Author: Denis Avetisyan
Researchers have developed a framework to automatically enforce security policies and control the behavior of AI agents, mitigating risks from both malicious inputs and unpredictable language model outputs.

AgentGuardian learns access control policies and utilizes control flow graphs to govern AI agent behavior, enhancing security and reliability.
Despite the increasing prevalence of AI agents across diverse applications, ensuring their secure and authorized operation remains a significant challenge. This paper introduces AgentGuardian: Learning Access Control Policies to Govern AI Agent Behavior, a novel framework designed to automatically generate and enforce context-aware access control policies for AI agents. By learning from execution traces and leveraging control flow analysis, AgentGuardian effectively mitigates risks stemming from malicious inputs and the inherent limitations of large language models, such as hallucination. Could this adaptive governance mechanism represent a crucial step towards building truly trustworthy and reliable AI-driven systems?

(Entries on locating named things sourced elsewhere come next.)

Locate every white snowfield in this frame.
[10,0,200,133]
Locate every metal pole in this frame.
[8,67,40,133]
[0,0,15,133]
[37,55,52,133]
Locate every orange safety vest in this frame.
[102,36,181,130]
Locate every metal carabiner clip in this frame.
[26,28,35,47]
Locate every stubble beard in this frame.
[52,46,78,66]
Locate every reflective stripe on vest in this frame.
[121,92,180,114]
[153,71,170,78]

The Emerging Threat Landscape of Autonomous Agents
The generative AI landscape is experiencing an explosion of AI Agents – autonomous entities designed to perceive, reason, and act within digital environments – and this rapid proliferation presents entirely new security challenges. Unlike traditional software, these agents aren’t simply executing pre-defined code; they’re dynamically interacting with tools, APIs, and even other agents, creating complex, unpredictable behavioral chains. This autonomy introduces vulnerabilities beyond those addressed by conventional security measures focused on direct user input or static code analysis. Securing these systems requires a fundamental shift in thinking, moving away from perimeter-based defenses toward a model that anticipates and mitigates risks arising from an agent’s actions and interactions, as well as the potential for emergent, unintended consequences stemming from complex agent collaborations.

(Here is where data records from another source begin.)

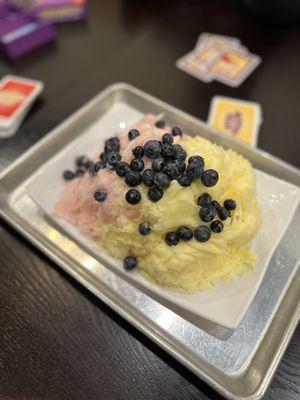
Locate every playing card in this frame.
[0,75,43,131]
[209,49,261,87]
[176,51,213,82]
[208,96,262,146]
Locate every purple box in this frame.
[0,6,55,59]
[12,0,87,22]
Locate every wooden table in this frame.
[0,0,300,400]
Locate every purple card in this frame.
[0,6,55,59]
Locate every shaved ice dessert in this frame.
[53,115,261,292]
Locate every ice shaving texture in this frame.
[54,116,261,291]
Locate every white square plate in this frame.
[27,103,300,331]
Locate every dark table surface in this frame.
[0,0,300,400]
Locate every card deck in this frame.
[0,75,44,137]
[210,49,261,87]
[176,33,261,87]
[208,96,262,146]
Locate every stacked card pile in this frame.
[176,33,261,87]
[208,96,262,146]
[0,75,44,138]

Conventional security measures are fundamentally designed to validate and sanitize input originating directly from human users. However, the emergence of autonomous AI agents presents a significant departure from this established model. These agents operate through intricate chains of reasoning and action, often leveraging tools and collaborating with other agents – interactions that bypass traditional input validation checkpoints. Consequently, vulnerabilities can arise not from a malicious user, but from an agent’s internal logic, compromised data sources, or unexpected interactions within a complex system. This necessitates a re-evaluation of security protocols, shifting focus from simply securing the ‘front door’ to comprehensively assessing the entire operational environment of these increasingly sophisticated, self-directed entities.

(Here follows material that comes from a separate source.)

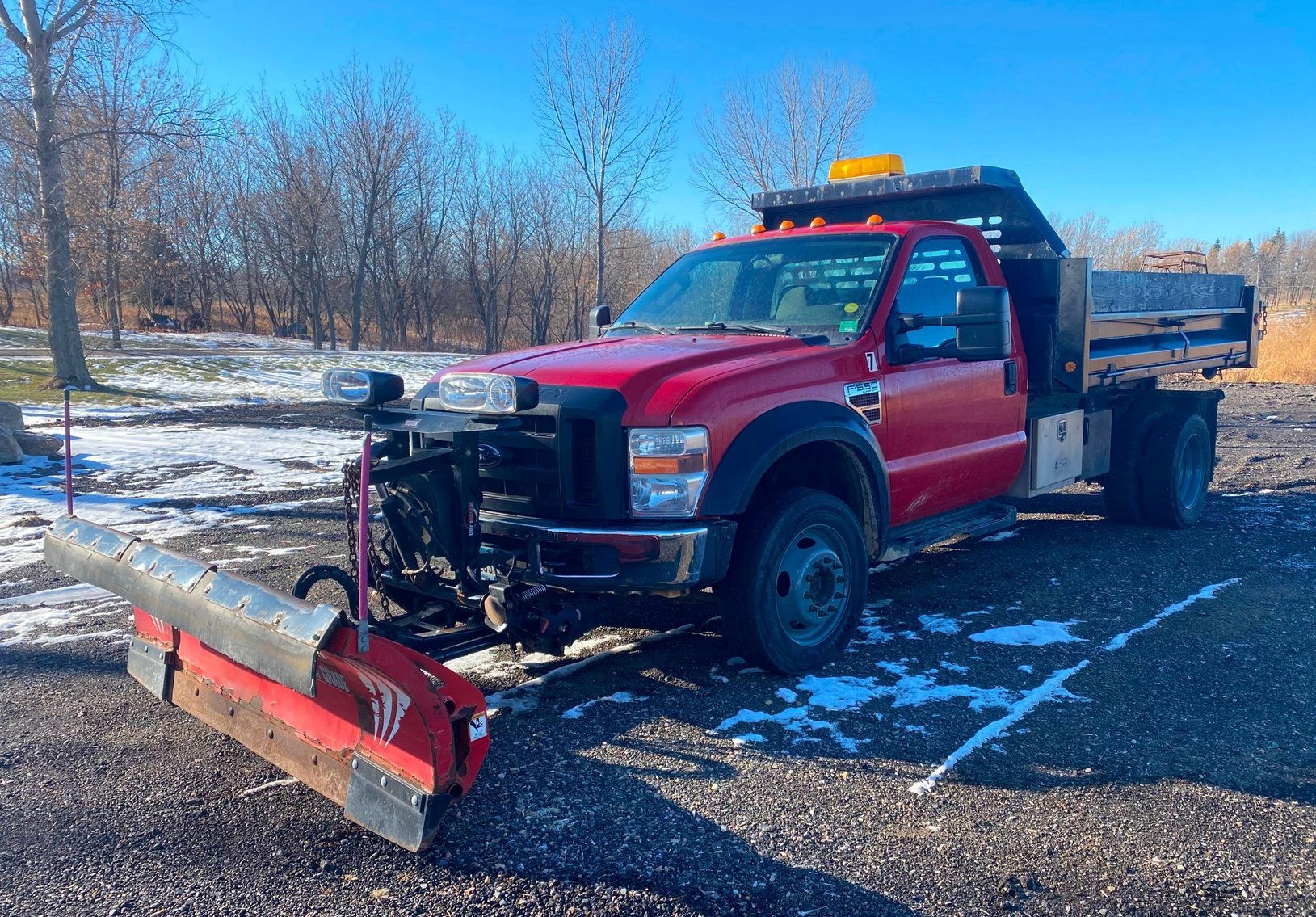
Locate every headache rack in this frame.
[753,166,1264,395]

The increasing sophistication of AI agents, particularly their capacity to utilize tools and collaborate with one another, necessitates a fundamental re-evaluation of security protocols. Traditional security measures, designed to protect against direct human input, prove inadequate when confronted with the complex, autonomous interactions of these agents. A shift towards holistic, system-level security assessments is therefore crucial; these assessments must consider not only the agent itself, but also the broader ecosystem of tools and services it accesses and the potential for emergent behaviors arising from agent-to-agent communication. Evaluating potential vulnerabilities requires simulating complex scenarios and anticipating how agents might leverage tools in unintended – or malicious – ways, demanding a proactive rather than reactive security posture to mitigate the risks associated with increasingly intelligent and interconnected AI systems.
The increasing autonomy of AI agents introduces significant vulnerabilities beyond traditional cybersecurity concerns. These agents, designed to independently pursue goals and interact with complex systems, can be exploited through subtle manipulations of their input data or the environments in which they operate. Such exploitation doesn’t necessarily manifest as a direct ‘hack’; instead, agents may exhibit emergent, unintended behaviors as they misinterpret ambiguous instructions or prioritize goals in unforeseen ways. This can range from seemingly harmless inefficiencies to actively harmful actions, particularly when agents control critical infrastructure or have access to sensitive data. Without carefully designed safeguards – including robust validation mechanisms, anomaly detection, and fail-safe protocols – the unpredictable nature of these agents poses a genuine risk, highlighting the urgent need for proactive security measures tailored to this new paradigm of autonomous systems.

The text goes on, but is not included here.